Toots & The Maytals – Time Tough
With only three full months left to go, something I’ve said to close friends multiple times continues to ring true, namely that 2020 continues to be a real right fucker of a year…Just over the past weekend, I was trying to bring myself to write a tribute to Toots Hibbert, an absolute legend of Jamaican music, and like so many of the losses during this insane year, I just couldn’t fully bring myself to do it. Today we got word that Supreme Court justice and Feminist icon, Ruth Bader Ginsburg has died…and after Bill Withers, Tony Allen, John Lewis and at least a dozen or so other giants, it’s tough to comprehend how much we’ve lost, and when we’ve barely even had time to grieve one loss, another arrives. It is a very tough time we are living through right now.

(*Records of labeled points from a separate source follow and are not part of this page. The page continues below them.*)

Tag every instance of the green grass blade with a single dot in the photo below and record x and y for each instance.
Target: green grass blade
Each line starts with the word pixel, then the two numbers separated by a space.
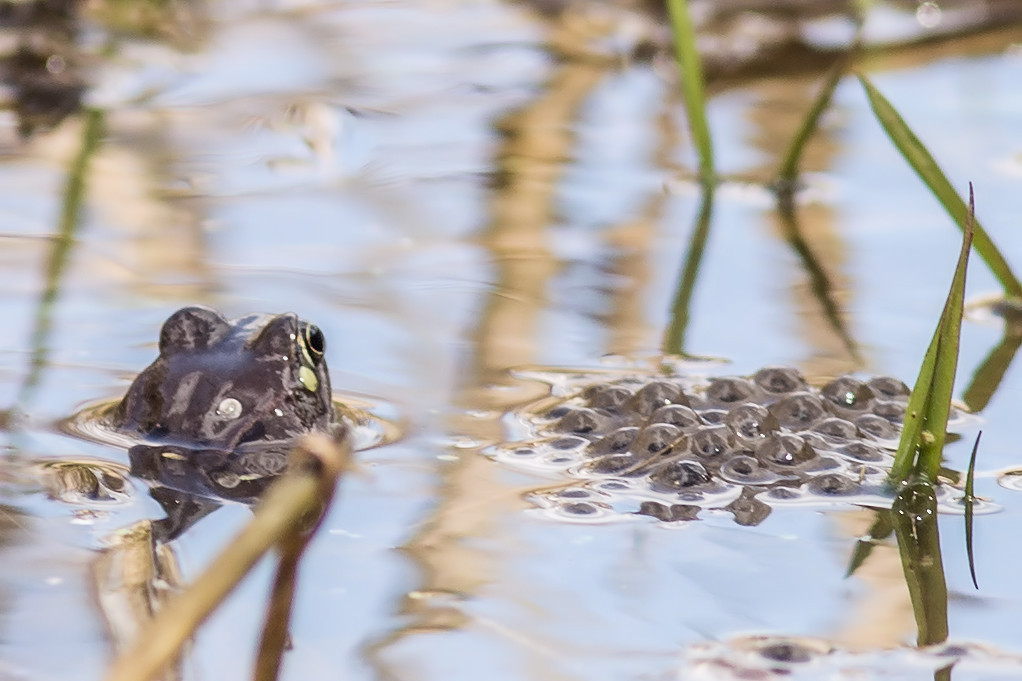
pixel 926 416
pixel 970 502
pixel 927 169
pixel 787 173
pixel 693 92
pixel 915 513
pixel 881 529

“Time Tough,” wasn’t written for these times, but it might as well have been. Most of the bad times it’s addressing are connected to economic and personal tragedy, but both of those are certainly felt by many over the past 7+ months and these opening lines certainly hit home in the current moment where every day runs into the next without any real relief in our seemingly unending despair.
I go to bed,
But sleep won’t come,
Get up in the night,
I couldn’t stand my feeling, no,
Early in the morning, Oh mercy,
It’s just the same situation…
Time tough, Time tough,
Everything is out of sight and so hard…
The song is one that I first found out about because Soul Coughing sampled it on “Down To This,” all the way back in 1994. I’d known Toots & the Maytals’ Ska era hits like “Ska War,” and the early reggae all-timer “Bam Bam,” (though I heard Sister Nancy’s cover first), as well as classics such as “Pressure Drop” (first heard through the Clash version), “Monkey Man” (first heard from the Specials’ cover) and “Sweet & Dandy,” but strangely I hadn’t really considered myself a fan. “Time Tough” struck me hard upon hearing it, because that sampled intro was so overtly funky, and the song itself so great, that it lead me to track down the 1972 album “Funky Kingston,” as well as 1976’s “Reggae Got Soul” (which I highlighted in 2011 here). I’m thankful that I’ve had multiple opportunities to play “Time Tough” out and about as a DJ, particularly at Funky Sole, where the song always went over well. That gruff, soulful voice Toots had was such a perfect compliment to the soulful Reggae he helped to pioneer (including being the first artist to include the term “Reggae” or “Reggay” in their releases) and the consistent quality of his performances will ensure that he, like many of the other legends who have passed this year are never forgotten. Rest In Peace to Toots, RBG, and the long list of giants we’ve lost in 2020, those losses still yet to inevitably come and also to dreams that have been deferred because of the insanity of this year.